Tuesday, January 14, 2025

Japanese things, ideas, or inventions that are not well-known outside of Japan

  1. Machines like rice cookers and vacuum cleaners have power cables that retract inside the machine itself. Extremely convenient.
  2. The Japanese are so honest that usually shops in traditional neighborhoods are unmanned. You have to ring a bell to call someone and pay.
  3. When I first arrived in Japan, this was true everywhere. I remember once, I visited a 500 thousand people city in Yamagata and I never found a single home with a lock on the door.
  4. Once my brother withdrew 600 dollars from an ATM, forgot them there, went back two hours later and the six 10000 yen bills were still there. This is normal.
  5. Trains are so frequent that I never bother find out when the next one is.
  6. Free taxies have a red light, busy ones green.
  7. The language often does not distinguish blue and green, so for example youth is said to be the blue years, the name of the Tokyo neighborhood of Aoyama means blue mountains. Traffic lights are green but said to blue.
  8. on the other hand, the color pencils set for school children includes a color that we do not have. It is called shu 朱, The typical color of Shinto shrines.
  1. Saws cut not when you push,but when you pull. This simple difference has vast consequences. Since the blade is under tension, it can be thin without bending, unlike western tools. Hairline cuts are easy, little energy is required, cuts are more precise.
  2. Japanese can be written from right to left, from left to right, from up down, but not from down up.
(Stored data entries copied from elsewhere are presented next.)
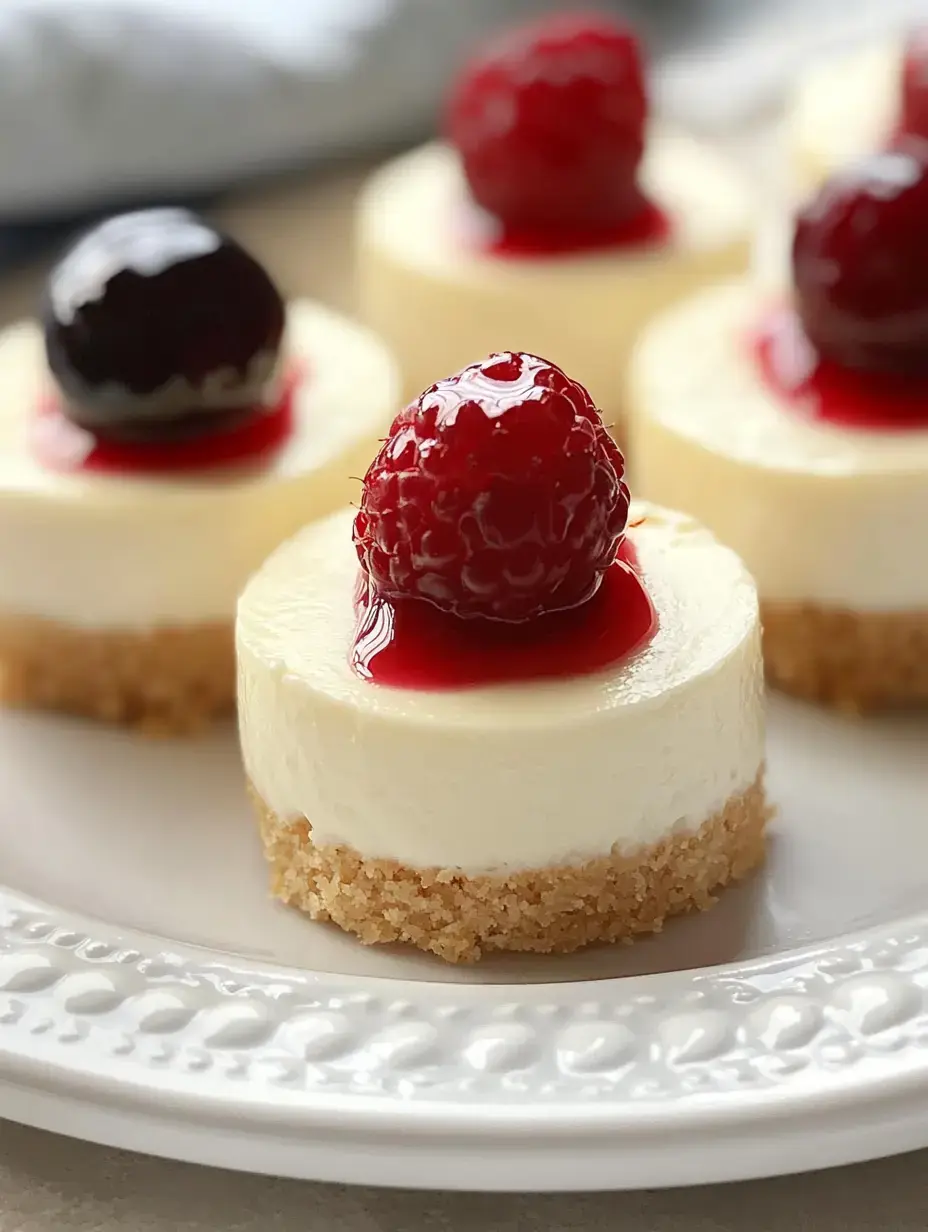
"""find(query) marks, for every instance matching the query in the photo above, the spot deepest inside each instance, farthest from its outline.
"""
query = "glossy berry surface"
(860, 264)
(154, 319)
(913, 102)
(497, 494)
(550, 125)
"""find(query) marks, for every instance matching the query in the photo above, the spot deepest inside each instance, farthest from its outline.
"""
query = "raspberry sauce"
(202, 441)
(648, 228)
(411, 644)
(821, 389)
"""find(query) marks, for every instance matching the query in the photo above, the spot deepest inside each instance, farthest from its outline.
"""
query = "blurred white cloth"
(106, 99)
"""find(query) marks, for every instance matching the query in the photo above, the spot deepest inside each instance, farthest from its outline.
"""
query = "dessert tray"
(153, 997)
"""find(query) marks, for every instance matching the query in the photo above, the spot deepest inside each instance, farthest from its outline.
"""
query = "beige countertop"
(51, 1184)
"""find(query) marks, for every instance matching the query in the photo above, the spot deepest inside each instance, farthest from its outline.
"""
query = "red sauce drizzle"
(821, 389)
(250, 437)
(412, 644)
  3. The direction you write depends on where you write. Newspaper articles are written vertically, from right to left. Signs on trucks often go from left to right.
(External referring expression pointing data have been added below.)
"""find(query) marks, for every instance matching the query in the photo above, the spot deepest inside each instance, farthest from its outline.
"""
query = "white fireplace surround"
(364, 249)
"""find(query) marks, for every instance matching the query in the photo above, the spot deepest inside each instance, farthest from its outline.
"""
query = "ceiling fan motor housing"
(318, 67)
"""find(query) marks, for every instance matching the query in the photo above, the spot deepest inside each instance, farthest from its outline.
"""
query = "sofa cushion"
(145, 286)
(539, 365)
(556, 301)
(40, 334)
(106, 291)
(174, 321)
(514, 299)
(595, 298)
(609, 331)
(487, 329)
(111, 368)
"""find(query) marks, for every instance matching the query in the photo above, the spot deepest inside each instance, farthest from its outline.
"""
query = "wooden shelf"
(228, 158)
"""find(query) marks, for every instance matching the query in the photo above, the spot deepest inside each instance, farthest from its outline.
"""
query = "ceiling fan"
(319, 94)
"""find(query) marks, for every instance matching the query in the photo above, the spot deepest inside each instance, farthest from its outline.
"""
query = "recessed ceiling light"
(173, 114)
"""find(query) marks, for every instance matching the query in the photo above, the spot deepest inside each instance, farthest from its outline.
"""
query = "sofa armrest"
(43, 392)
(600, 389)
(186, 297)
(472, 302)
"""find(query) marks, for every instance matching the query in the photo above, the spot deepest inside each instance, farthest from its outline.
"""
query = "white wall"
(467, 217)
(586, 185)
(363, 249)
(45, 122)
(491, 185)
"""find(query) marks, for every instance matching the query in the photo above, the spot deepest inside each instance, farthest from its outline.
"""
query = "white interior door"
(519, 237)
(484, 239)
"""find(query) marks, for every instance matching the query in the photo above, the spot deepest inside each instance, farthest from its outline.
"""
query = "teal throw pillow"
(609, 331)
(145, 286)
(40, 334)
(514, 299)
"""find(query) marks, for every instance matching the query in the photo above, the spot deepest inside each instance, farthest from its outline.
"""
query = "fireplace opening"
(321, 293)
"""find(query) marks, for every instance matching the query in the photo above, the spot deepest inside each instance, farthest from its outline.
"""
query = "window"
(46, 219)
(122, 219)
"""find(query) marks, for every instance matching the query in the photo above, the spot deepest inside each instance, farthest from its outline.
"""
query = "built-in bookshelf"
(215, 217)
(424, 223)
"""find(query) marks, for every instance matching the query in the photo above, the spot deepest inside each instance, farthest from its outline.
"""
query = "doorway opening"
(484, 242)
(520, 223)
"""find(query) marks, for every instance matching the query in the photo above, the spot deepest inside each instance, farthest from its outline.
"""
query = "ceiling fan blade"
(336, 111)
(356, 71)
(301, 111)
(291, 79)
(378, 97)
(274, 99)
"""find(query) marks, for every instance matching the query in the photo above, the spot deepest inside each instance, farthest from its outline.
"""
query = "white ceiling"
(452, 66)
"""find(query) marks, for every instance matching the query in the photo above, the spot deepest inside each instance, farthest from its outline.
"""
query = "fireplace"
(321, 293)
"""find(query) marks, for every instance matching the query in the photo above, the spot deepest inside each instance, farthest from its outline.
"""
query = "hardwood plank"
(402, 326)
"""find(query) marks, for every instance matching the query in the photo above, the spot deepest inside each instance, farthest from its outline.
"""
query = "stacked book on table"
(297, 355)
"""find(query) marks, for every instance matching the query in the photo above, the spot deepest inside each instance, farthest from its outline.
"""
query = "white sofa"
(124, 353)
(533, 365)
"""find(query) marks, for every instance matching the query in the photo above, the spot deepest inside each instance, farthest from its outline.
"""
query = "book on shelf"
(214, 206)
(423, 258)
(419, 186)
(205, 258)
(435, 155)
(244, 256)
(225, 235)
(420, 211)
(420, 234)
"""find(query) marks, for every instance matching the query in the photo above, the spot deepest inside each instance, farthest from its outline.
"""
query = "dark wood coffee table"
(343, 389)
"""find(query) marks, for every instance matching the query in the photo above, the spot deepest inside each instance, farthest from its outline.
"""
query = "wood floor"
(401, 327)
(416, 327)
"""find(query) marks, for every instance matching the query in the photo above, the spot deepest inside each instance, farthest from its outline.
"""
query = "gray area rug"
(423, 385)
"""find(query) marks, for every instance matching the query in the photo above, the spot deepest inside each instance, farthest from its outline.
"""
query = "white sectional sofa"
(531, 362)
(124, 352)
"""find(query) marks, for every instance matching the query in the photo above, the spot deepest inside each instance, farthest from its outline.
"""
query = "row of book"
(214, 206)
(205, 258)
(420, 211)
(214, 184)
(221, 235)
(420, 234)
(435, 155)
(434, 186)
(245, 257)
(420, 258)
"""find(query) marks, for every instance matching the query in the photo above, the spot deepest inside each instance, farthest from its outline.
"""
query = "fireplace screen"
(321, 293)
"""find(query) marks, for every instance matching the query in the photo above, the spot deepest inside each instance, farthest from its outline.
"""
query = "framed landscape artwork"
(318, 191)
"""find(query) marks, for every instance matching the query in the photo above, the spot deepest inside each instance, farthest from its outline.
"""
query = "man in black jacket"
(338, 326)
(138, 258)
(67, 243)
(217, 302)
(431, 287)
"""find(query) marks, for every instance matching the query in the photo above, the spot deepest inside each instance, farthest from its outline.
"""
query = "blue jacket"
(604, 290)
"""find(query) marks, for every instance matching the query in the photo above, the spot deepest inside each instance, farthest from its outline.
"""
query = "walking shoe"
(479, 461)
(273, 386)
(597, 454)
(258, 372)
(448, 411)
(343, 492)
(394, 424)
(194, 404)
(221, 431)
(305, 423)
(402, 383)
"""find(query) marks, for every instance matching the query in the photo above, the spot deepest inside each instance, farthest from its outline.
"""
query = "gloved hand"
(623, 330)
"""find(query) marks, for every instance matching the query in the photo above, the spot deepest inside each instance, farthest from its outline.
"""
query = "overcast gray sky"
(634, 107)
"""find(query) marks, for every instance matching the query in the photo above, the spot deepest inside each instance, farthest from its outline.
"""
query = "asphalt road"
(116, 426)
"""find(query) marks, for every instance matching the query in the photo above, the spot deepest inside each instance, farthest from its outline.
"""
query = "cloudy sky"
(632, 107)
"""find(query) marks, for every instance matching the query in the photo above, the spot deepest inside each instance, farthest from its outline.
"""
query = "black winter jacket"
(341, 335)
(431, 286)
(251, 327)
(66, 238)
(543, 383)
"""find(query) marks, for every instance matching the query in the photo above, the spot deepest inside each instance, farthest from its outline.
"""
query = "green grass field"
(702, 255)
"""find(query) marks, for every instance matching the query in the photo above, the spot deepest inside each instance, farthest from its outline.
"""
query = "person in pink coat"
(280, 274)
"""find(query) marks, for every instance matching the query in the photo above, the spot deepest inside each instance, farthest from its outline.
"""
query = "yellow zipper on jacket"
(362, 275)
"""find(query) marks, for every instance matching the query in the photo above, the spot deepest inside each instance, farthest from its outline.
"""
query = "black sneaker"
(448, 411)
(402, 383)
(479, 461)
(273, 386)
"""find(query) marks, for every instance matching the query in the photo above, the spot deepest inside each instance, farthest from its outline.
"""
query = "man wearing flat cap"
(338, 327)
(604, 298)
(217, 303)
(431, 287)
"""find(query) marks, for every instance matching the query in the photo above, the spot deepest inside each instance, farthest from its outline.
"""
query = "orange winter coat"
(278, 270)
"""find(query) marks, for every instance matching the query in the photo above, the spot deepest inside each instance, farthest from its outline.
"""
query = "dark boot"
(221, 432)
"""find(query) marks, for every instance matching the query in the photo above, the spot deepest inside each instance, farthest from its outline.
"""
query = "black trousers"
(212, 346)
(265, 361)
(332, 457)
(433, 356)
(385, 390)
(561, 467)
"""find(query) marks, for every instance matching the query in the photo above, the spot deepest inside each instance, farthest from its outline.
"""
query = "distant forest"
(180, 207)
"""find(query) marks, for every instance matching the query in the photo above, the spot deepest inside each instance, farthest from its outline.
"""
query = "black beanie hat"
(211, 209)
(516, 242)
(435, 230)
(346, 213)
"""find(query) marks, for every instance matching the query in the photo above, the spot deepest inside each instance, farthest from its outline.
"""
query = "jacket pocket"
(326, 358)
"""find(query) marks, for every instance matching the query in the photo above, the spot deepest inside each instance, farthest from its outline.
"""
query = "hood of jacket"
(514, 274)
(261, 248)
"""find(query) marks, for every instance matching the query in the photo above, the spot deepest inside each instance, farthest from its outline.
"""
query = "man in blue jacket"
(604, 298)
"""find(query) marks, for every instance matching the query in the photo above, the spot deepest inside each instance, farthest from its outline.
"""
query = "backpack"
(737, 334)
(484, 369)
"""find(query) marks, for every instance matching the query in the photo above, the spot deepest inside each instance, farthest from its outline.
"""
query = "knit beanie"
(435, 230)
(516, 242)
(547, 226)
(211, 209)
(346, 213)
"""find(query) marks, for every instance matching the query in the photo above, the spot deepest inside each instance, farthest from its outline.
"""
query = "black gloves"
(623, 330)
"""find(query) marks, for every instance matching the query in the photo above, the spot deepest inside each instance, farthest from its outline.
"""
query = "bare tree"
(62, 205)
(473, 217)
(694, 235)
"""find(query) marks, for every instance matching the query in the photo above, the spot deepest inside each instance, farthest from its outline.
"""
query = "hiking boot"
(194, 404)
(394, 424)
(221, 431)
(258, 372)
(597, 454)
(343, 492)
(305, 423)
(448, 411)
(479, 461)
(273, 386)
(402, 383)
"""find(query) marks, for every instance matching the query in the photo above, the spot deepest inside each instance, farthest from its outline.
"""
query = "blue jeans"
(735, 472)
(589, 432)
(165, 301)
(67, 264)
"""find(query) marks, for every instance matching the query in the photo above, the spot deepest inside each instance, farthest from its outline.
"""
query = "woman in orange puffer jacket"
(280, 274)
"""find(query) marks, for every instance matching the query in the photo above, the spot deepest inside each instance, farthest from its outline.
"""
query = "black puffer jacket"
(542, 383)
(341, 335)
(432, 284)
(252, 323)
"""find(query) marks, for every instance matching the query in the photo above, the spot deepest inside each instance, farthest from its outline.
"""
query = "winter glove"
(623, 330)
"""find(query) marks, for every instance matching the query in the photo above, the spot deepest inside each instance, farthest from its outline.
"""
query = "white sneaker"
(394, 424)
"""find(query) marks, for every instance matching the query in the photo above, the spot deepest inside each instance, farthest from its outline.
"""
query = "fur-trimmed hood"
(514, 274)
  4. With computers and smartphones you write from left to right.
  5. In a Japanese house the entrance is a small room between two doors. Although physically inside, it is considered outside, not inside. Of the two doors, the one to the outside can be opened at will. The one towards the house is unlocked but inviolable. Nobody outside will open it. Because it is considered outside, the mail box used to be here.
  6. Gardens are considered part of the house and must be visible from inside, so that you can enjoy them all the time. That is why you have doors that face the garden, never windows.
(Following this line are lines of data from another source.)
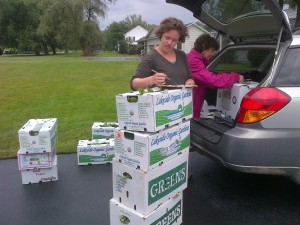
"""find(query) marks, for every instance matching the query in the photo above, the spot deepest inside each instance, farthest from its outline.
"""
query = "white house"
(150, 41)
(135, 34)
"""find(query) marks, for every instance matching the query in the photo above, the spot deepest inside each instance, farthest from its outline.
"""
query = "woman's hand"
(241, 79)
(190, 82)
(159, 78)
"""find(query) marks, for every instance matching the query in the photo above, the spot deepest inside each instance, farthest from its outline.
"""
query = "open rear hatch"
(241, 20)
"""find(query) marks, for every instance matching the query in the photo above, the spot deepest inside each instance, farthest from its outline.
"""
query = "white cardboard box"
(168, 213)
(146, 151)
(35, 160)
(102, 130)
(145, 191)
(39, 175)
(97, 151)
(38, 135)
(229, 100)
(153, 111)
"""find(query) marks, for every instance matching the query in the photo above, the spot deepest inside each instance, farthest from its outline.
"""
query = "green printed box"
(169, 213)
(145, 191)
(103, 130)
(97, 151)
(146, 151)
(153, 111)
(38, 136)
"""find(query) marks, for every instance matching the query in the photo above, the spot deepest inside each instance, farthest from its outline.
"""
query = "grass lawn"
(74, 89)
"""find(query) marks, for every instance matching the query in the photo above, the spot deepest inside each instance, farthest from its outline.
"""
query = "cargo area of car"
(214, 122)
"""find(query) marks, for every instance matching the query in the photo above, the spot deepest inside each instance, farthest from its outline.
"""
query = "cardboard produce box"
(102, 130)
(146, 151)
(153, 111)
(38, 135)
(38, 175)
(168, 213)
(145, 191)
(35, 160)
(97, 151)
(229, 100)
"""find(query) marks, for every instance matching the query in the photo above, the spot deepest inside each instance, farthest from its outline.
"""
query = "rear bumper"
(250, 149)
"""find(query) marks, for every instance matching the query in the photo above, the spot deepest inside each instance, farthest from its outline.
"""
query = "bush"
(132, 50)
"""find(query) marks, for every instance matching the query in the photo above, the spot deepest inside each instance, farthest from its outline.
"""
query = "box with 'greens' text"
(169, 213)
(153, 111)
(97, 151)
(145, 191)
(146, 151)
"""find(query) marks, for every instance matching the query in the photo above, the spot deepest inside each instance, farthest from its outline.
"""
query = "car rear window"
(242, 60)
(289, 74)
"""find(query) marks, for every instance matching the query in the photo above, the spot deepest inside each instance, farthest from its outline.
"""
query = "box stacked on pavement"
(37, 158)
(96, 151)
(150, 167)
(153, 111)
(168, 213)
(102, 130)
(146, 151)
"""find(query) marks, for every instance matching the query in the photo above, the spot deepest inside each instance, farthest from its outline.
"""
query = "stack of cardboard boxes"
(37, 158)
(150, 167)
(100, 149)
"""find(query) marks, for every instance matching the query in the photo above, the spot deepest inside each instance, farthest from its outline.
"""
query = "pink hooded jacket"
(204, 78)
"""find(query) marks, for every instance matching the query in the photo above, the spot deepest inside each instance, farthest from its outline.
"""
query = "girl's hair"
(172, 23)
(204, 42)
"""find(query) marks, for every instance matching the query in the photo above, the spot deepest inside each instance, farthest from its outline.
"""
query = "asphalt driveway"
(215, 196)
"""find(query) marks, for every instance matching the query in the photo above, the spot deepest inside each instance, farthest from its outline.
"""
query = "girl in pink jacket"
(198, 58)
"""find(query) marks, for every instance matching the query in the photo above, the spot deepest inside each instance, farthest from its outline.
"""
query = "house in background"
(150, 41)
(135, 34)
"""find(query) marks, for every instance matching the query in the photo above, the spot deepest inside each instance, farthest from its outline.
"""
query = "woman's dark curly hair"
(205, 42)
(172, 23)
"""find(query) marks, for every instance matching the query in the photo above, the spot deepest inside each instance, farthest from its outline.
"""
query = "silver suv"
(264, 135)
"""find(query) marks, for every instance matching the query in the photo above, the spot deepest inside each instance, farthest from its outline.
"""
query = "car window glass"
(246, 60)
(289, 75)
(226, 11)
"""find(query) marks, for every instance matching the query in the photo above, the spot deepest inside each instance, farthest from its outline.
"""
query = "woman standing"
(164, 64)
(198, 58)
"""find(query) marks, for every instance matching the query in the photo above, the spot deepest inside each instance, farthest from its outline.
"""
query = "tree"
(94, 9)
(134, 20)
(90, 39)
(114, 34)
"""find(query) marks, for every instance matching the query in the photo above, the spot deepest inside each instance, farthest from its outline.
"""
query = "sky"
(152, 11)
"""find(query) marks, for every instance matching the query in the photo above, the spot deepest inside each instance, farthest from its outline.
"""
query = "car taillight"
(261, 103)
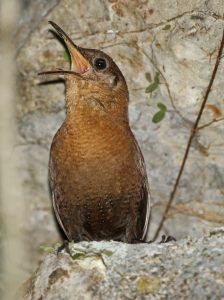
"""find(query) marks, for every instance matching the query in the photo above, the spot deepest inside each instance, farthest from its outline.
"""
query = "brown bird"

  7. A Japanese garden may have no plants, like the famous zen garden at Ryōanji in Kyoto , but it will always have stones.
  8. One of the reasons is the fact that the stones stand for mountains, and mountains are closely tied to ancestor worship.
  9. Ancestors reside in a small altar most people have in their house. Every morning, my wife rings the bell to call her dead parents to their meal. She will leave crackers, sweets and/or some rice.
  10. When possible, cemeteries are always built at a certain height above the community. That way, ancestors can keep an eye on their children and protect them. The same thing is true in Korea. These are the tombs of the royal family, facing Seul.
  1. It was believed that, as time passes, they lose interest in this world and go up the mountain, until they jump in the sky and become stars. This is why stars influence our lives.